Overloading means that the functions of the same name (note that there are functions here) or methods can have multiple implementations, and they rely on the number of types and/or parameters of the parameter to distinguish between them.
Overriding means that subclasses can define methods that have the same name as the parent class and have the same parameter types and numbers, and after the definition of these methods, in the instantiated object of the subclass, the methods of the same name that are inherited in the parent class are hidden.
Overload
The parameters of a function in JavaScript are not typed, and the number of arguments is arbitrary, for example, although you can define a:
Copy Code code as follows:
function Add (A, b) {
return a + B;
}
Such a function, but you can still call it to bring in any number of parameters, of course, the parameter type is arbitrary. As for whether or not to go wrong, that's what the function does, and JavaScript doesn't judge which function you're calling based on the number of parameters and the type of parameter you specify.

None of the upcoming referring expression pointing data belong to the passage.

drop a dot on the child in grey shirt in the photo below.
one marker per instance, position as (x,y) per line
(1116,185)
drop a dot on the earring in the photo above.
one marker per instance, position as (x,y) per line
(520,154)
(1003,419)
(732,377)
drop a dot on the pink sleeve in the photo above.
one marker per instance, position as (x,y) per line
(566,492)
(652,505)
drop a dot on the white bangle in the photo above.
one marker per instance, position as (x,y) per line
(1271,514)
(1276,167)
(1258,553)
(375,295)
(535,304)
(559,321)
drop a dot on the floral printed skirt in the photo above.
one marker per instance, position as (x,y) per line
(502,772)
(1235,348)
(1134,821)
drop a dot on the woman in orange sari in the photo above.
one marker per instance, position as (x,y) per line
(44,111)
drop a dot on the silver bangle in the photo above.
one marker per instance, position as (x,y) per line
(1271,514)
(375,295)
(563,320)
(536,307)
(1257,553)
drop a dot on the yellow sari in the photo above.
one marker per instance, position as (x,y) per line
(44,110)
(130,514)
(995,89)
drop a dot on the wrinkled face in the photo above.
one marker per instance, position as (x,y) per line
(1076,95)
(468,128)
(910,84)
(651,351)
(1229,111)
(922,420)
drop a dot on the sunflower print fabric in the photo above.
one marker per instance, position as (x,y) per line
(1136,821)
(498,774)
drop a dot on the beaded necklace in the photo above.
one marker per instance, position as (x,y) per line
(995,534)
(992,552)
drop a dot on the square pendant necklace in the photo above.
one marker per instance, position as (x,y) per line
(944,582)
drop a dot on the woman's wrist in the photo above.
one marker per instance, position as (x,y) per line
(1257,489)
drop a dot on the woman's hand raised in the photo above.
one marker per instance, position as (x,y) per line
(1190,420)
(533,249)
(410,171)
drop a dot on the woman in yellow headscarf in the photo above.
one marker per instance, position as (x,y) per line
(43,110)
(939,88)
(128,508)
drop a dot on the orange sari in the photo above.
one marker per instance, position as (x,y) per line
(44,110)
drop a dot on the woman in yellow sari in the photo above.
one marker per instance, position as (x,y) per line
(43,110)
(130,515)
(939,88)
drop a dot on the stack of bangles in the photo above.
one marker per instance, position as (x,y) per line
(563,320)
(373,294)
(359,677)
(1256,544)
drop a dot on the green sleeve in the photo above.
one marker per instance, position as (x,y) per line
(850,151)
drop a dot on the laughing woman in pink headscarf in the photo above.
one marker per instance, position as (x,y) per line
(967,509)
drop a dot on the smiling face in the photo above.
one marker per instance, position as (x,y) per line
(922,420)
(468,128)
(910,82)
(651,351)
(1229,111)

Therefore, to define an overloaded method, you cannot do so as in a strongly typed language. But you can still implement overloads. Is through the arguments property of the function. For example:
Copy Code code as follows:
function Add () {
var sum = 0;
for (var i = 0; i < arguments.length; i++) {
Sum + + arguments[i];
}
return sum;
}
This allows you to implement an overload of any number of parameter addition functions.
Of course, you can also use instanceof or constructor in a function to determine the type of each parameter, to decide what to do later, to implement more complex functions or method overloads. In short, the JavaScript overload is implemented in a function by the user's own manipulation arguments this property.
Covered
It is also easy to implement overrides, for example:
Copy Code code as follows:
function ParentClass () {
This.method = function () {
Alert ("ParentClass method");
}
}
function Subclass () {
This.method = function () {
Alert ("Subclass Method");
}
}
Subclass.prototype = new ParentClass ();
SubClass.prototype.constructor = subclass;
var o = new Subclass ();
O.method ();
This way, the method defined in the subclass overrides the methods that are inherited from the parent class.
You might say that this kind of overlay is nice, but in Java, the overridden method can call the overridden method (the parent's method), how do you do it here? Also easy, and more flexible in Java than in Java, you can only use super to invoke the secondary overridden method in a method that overrides the overridden method. Not only can we do this, but we can also make it possible for all the methods in the subclass to call the overridden methods in the parent class. Look at the following example:
Copy Code code as follows:
function ParentClass () {
This.method = function () {
Alert ("ParentClass method");
}
}
function Subclass () {
var method = This.method;
This.method = function () {
Method.call (this);
Alert ("Subclass Method");
}
}
Subclass.prototype = new ParentClass ();
SubClass.prototype.constructor = subclass;
var o = new Subclass ();
O.method ();
You will find that it was so simple, as long as you define a private variable before you define the override method, assign it to the method that will be overridden in the parent class, and then we can continue to call it later, and this is a private method that is not visible to the object of the subclass. This is consistent with the implementation of other high-level languages.
Finally, it is important to note that when we invoke this method in the overwrite method, we need to use the call method to change the execution context to this (although not necessary in this case), if the method is called directly, the execution context becomes the global object.